The hall was packed to capacity, with more queuing to get in, when Kingsley welcomed family, friends, neighbours and supporters from across the community to the fundraiser which quickly took on a party atmosphere.
He stressed the mission by PCA to raise awareness and outlined the grim statistics of a survival rate that that has barely improved in 40 years, the average prognosis being four to six months with four out of five sufferers dying within a year because the symptoms are discovered too late for life saving surgery.
Moreover, PC had been described as a pushed to the back of the drawer silent killer and, consequently, was chronically underfunded.
Supporters, entertained by a choir and a Ukelele group, dug deep into pockets to fill donation boxes. A lady who had lost her husband to PC gave £50 in cash, another a cheque for £100 and there was a crush of buyers to snap up bargains from stalls and peruse the excellent PCA information leaflets.
“It was unbelievable, non stop from the moment we opened,” said Marie Martin who ran the raffle. “I’ve never known a charity event like it. People kept saying how lovely it was to see so many supporting such a worthwhile cause. But it was not just about money.

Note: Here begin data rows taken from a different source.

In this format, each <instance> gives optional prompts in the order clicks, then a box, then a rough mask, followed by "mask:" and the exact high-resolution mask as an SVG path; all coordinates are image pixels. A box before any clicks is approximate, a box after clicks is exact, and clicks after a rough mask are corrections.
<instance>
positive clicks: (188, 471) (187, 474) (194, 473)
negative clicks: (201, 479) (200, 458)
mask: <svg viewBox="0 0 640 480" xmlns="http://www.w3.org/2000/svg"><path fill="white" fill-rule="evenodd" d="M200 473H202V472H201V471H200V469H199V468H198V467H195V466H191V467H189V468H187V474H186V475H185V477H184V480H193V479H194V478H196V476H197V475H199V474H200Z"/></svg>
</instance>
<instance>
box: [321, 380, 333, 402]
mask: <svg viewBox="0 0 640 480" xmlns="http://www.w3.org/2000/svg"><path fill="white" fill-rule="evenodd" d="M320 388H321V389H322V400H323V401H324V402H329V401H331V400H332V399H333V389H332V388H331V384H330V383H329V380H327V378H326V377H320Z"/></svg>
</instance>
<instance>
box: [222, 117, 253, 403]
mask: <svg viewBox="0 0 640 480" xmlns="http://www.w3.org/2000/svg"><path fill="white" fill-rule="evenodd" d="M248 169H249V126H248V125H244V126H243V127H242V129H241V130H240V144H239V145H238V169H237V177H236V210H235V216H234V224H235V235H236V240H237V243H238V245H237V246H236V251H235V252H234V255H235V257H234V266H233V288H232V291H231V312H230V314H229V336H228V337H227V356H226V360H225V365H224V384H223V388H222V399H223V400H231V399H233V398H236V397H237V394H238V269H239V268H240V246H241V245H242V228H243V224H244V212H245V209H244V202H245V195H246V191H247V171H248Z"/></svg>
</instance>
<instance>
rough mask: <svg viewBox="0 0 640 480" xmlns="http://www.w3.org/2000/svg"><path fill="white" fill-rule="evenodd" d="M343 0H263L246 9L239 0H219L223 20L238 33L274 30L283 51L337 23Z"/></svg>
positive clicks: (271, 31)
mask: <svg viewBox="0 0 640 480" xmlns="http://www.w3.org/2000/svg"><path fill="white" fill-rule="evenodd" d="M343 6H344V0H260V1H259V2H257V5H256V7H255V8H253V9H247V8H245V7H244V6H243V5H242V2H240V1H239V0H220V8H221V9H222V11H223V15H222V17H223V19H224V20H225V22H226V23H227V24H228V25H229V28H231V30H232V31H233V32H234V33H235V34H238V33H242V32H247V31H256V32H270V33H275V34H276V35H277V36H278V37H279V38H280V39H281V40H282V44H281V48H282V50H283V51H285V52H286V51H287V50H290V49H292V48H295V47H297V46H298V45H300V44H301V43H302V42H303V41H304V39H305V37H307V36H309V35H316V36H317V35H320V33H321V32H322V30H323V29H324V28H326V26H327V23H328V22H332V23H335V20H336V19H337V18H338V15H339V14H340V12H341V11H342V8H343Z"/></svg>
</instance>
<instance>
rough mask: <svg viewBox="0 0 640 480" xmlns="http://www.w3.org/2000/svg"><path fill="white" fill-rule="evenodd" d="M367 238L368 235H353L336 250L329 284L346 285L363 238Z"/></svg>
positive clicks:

It was also a matter of putting this charity on the Sidmouth map.”
Sylvia Brownlee, who led a team of helpers, said to raise over £3000 in one afternoon was just fantastic.
“But that’s Sidmouth for you,” she added. “When it opens its caring heart for a good cause it opens its heart. There was a lovely family atmosphere with lots of smiles and happy faces and it soon became like a party with friends old and new meeting up again.”
Kingsley, diagnosed in July with inoperable PC, was visibly moved by the outpouring of community goodwill.
“Yes, there were tears when I saw the balloons around the hall, the little posies on the tables and the stalls set up because I could see the trouble friends had taken. And to think I worried nobody would come. How wrong I was!”
Lynden Webb, leader of the choir, had the last word.
“It was a very moving event that none of us will ever forget,” she said.